El origen de esta fortuna, en su mayoría, proviene de la historia misma de la institución. Desde que el emperador Constantino legalizó el cristianismo y lo convirtió en religión oficial del Imperio Romano, la Iglesia comenzó a recibir tierras, oro y privilegios que la alejaron de su pobreza original y la acercaron al poder terrenal. Durante siglos, la acumulación continuó: propiedades, obras de arte, construcciones monumentales, incluso el reconocimiento de un Estado propio (el Vaticano) gracias al apoyo de figuras como Benito Mussolini.
A lo largo del tiempo, esta riqueza ha sido vista con escepticismo tanto por dentro como por fuera. El contraste entre el mensaje evangélico de humildad y la opulencia visible de palacios, colecciones de arte y vehículos oficiales sigue siendo un tema incómodo. La historia está salpicada de escándalos financieros, desde el Papa que vendió su cargo en la Edad Media hasta los cardenales actuales acusados de malversación.
¿Debe la Iglesia ser rica? Es una pregunta compleja. La Iglesia católica no es una empresa, pero gestiona un aparato global de servicios que incluye educación, salud, cultura, diplomacia y caridad. También es, desde una perspectiva secular, una de las mayores organizaciones no gubernamentales del planeta.
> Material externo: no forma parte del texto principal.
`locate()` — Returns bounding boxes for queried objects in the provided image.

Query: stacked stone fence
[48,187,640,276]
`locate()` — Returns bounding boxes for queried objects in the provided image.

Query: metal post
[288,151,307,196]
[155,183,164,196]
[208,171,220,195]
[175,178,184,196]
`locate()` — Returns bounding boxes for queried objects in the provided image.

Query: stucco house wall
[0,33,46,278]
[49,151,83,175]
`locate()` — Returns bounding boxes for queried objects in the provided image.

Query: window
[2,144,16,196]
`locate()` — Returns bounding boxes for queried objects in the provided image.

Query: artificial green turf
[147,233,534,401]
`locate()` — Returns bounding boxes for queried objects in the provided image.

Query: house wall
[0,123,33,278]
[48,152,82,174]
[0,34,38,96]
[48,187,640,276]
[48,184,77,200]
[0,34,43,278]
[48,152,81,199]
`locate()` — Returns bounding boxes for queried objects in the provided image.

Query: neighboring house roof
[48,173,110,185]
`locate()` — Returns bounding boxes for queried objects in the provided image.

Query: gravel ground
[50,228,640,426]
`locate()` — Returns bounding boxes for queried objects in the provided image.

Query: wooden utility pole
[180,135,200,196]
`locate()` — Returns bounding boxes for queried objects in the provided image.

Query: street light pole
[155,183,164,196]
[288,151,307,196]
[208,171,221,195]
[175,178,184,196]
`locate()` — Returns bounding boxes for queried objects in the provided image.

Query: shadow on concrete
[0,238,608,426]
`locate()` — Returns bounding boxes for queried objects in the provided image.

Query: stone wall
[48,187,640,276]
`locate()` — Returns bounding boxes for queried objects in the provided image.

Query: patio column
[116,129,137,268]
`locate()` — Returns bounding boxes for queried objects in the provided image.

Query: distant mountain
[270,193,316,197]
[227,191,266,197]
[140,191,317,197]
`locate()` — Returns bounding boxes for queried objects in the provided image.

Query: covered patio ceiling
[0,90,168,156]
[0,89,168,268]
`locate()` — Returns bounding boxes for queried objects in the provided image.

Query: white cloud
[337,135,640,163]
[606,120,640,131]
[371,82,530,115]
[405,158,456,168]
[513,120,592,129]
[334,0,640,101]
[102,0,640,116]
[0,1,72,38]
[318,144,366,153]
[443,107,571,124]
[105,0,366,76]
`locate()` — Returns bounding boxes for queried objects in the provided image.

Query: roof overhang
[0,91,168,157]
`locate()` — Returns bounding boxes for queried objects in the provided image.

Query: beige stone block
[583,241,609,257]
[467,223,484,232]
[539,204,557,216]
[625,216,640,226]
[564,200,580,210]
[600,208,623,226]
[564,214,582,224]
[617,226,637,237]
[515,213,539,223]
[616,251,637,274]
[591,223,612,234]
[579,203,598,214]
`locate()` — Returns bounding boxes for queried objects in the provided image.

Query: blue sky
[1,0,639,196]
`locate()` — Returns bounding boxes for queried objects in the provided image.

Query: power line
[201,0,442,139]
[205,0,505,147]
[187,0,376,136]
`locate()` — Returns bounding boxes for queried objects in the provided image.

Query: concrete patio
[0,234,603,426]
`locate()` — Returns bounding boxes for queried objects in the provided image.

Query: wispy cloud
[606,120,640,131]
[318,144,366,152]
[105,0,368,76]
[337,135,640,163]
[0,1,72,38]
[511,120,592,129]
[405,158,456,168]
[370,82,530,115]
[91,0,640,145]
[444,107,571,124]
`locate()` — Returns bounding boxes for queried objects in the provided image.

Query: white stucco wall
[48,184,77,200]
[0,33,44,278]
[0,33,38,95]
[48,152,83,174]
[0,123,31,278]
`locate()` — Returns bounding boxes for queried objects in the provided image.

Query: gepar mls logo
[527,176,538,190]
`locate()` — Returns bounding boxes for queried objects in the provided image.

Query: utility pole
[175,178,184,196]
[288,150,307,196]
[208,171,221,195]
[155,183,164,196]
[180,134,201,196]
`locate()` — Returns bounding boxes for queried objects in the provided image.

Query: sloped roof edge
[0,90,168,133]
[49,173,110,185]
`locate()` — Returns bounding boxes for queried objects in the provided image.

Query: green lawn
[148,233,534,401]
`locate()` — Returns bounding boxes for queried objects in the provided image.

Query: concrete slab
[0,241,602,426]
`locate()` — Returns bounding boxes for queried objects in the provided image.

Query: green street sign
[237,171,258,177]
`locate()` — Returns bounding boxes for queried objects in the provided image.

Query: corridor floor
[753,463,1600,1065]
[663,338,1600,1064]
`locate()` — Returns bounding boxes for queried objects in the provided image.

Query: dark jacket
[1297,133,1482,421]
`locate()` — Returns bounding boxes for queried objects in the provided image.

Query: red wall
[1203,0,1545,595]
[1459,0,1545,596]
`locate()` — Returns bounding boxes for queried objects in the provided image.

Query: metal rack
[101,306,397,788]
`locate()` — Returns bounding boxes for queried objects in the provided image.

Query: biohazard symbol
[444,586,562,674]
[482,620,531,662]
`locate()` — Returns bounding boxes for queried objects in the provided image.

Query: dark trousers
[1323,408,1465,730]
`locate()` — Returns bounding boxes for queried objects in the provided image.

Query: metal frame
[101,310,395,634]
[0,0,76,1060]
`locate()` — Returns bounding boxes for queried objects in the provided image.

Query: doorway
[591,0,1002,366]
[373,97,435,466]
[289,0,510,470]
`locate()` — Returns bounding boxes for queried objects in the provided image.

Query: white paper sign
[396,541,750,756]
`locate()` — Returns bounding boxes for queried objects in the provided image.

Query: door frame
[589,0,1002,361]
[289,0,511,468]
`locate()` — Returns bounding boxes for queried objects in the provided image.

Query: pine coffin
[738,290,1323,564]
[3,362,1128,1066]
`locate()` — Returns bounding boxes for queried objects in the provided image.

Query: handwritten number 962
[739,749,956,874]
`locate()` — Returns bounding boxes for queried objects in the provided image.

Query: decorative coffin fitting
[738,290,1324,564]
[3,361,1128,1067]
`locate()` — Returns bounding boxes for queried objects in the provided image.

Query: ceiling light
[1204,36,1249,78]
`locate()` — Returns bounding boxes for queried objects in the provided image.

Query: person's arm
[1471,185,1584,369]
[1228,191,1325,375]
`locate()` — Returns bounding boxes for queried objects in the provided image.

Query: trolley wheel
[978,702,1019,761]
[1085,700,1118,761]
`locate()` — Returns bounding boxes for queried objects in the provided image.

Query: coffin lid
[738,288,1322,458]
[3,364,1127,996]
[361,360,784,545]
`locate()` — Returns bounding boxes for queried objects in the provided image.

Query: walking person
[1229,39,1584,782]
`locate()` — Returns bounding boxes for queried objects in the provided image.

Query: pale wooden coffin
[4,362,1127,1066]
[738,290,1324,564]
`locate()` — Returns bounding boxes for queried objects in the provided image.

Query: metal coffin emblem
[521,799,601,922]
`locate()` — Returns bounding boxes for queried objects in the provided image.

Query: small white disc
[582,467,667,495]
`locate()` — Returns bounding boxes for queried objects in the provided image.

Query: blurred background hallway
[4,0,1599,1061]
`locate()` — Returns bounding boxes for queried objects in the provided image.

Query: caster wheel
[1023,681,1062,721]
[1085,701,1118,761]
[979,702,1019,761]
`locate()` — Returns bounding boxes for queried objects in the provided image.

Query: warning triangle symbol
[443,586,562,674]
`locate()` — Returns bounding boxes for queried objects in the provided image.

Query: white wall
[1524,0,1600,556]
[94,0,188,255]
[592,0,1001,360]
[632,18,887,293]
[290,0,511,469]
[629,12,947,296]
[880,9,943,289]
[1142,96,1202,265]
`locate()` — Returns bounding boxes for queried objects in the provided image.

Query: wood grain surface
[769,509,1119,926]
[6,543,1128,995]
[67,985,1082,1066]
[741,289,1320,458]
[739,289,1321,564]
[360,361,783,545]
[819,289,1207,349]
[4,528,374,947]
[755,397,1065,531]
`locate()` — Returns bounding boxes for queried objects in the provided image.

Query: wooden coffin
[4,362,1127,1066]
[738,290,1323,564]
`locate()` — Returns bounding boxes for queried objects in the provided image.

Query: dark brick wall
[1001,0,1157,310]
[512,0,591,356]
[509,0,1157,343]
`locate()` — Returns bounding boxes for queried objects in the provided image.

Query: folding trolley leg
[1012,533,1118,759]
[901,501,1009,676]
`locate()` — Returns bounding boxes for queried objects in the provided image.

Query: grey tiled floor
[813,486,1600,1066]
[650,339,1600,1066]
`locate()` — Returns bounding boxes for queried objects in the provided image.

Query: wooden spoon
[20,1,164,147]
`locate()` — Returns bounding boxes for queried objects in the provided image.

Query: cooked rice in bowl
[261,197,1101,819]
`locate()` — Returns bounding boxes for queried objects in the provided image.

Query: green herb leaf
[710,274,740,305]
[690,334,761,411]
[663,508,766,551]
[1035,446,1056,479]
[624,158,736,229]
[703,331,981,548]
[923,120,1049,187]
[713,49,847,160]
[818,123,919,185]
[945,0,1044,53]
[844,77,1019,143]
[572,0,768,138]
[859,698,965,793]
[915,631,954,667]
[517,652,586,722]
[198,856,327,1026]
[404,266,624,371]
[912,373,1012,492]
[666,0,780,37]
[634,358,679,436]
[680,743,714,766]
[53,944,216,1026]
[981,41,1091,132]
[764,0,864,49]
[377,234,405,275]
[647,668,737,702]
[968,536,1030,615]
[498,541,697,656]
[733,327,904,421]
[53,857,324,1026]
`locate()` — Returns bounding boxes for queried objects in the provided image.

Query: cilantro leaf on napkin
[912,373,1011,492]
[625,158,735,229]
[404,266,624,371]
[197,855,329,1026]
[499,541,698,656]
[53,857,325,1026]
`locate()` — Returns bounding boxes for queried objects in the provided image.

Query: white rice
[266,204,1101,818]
Pero la contradicción moral es evidente: ¿cómo justificar el lujo, los palacios, los autos blindados, mientras millones de fieles viven en la pobreza?
El Papa Francisco, con su estilo sencillo y sus críticas al “clericalismo ostentoso”, ha intentado devolverle a la Iglesia algo de esa coherencia evangélica. Ha impulsado reformas internas, medidas contra la corrupción y ha reiterado que los bienes de la Iglesia deben estar al servicio de los pobres. Pero su lucha es titánica y encuentra resistencia dentro de la misma estructura eclesial.
La transparencia financiera no es solo una exigencia moderna, es un imperativo moral. En un mundo donde la desigualdad económica es cada vez más evidente, donde los jóvenes cuestionan con razón las contradicciones de las instituciones, una Iglesia rica que predica la pobreza corre el riesgo de ser irrelevante. No se trata de vender la Capilla Sixtina ni los Museos Vaticanos, como claman algunos con ingenuidad, sino de rendir cuentas, gestionar con honestidad y asegurar que la riqueza no eclipse el mensaje de fe, compasión y justicia que le dio origen.
La pregunta, al final, no es cuánto tiene la Iglesia católica, sino qué hace con lo que tiene. ¿Está su fortuna al servicio de los valores que predica? Esa, y no otra, es la verdadera medida de su riqueza.